In August 2010, the Natural History Museum of London acquired the private collection of Czech entomologist Oldřich Voříšek – his life’s work. At the point of photographing this collection it was housed in two hundred and twenty-one cardboard boxes, and seven glass collection drawers, already filed within one of the many metal corridors of the entomology department.
Within a specific entomology section, once an acquisition has been made it is routine that the specimens are incorporated into the main collection. This means that any personal arrangements are lost in order for a greater pattern and coherence to emerge. The systems that dictate these operations rely on academic agreements and reconciliations. Standardised cataloguing procedures have evolved in response both to the aesthetic sense of collectors and the need for high quality research material.

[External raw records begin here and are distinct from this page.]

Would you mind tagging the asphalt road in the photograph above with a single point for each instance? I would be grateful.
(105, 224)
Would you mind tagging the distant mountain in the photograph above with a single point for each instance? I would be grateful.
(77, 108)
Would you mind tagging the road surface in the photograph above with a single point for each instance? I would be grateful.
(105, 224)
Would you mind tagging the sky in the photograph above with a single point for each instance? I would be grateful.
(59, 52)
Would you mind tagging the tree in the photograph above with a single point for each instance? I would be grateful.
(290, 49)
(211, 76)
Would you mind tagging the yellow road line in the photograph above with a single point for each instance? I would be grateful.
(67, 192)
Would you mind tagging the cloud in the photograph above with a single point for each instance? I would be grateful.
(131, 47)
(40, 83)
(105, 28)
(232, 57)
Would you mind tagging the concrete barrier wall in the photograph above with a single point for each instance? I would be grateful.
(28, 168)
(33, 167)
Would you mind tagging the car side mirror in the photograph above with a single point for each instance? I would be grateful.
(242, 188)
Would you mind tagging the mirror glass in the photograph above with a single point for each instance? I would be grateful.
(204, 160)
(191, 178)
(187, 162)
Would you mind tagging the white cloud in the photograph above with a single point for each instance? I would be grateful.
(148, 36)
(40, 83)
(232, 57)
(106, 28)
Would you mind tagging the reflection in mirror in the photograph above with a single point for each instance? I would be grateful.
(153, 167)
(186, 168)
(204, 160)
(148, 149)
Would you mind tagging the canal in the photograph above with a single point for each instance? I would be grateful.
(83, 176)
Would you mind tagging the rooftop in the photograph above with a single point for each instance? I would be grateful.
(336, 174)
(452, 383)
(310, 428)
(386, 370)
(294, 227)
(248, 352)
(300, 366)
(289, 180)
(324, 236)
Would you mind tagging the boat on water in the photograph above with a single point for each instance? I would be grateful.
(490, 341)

Voříšek’s collection contains 45,140 mounted specimens, which are all from the superfamily of beetles Curculionoidea, or weevils. There are 62,000 known species of weevil. They are the largest group of beetles, and 4,538 have been identified to species level in this collection. Nearly 750 of the weevils are ‘type specimens’ – they are the individual specimens that were used for describing new species by specialists.
The collection is inimitable, representing fifty years work across Europe and in countries belonging to the former Soviet States, at a point in time when few people would have been able to travel freely. The climate and thinly spread fauna means that fieldwork in the region is still challenging. Some weevils can’t fly and these, particularly, may be localised to limited areas. This means that a species found on one mountain range may not be closely related to a species in the next valley, so mapping the distributions of these specimens may contribute to working out their evolutionary, ecological and geographical history.
In the storeroom, the collection resides inside seven cabinets. Each cabinet contains five shelves and each shelf holds seven boxes. Opening the boxes, you find that some are almost empty – they have perhaps 10 specimens in a corner or running along one edge – the rest is left to pin marks. Each beetle is pinned through, slightly to the right of the midline of its abdomen. Very small insects are either pinned with tiny needles or glued on their right sides to paper points. The top label identifies the country and region where the specimen was collected, the collection date, and the name of the collector. The lower label gives the beetle’s binominal name.
Evidently some of these boxes are working surfaces, where specimens rest or sit before being definitively placed. Some weevils are parthenogenetic, and you see immaculately labeled rows telling you the specimens are female, confirming this detail. Other labels are oversized, stating only AFRIKA, CINA, FORMOSA, THAISKO.
Sometimes there seems to be pattern and logic to the layout of the cabinets, the boxes, and the specimens inside. Perhaps, between the spaces, pin marks and weevils, it is possible to see something of the thoughts, hesitations, and workings of Voříšek, and give some evidence of his processes and intellectual conclusions.
Owing to the vastness of the collection, it is impossible not to consider the motivation behind his work, and try to build a portrait of him. You think of his hands, quietly shutting boxes and closing doors, and finally closing his collection.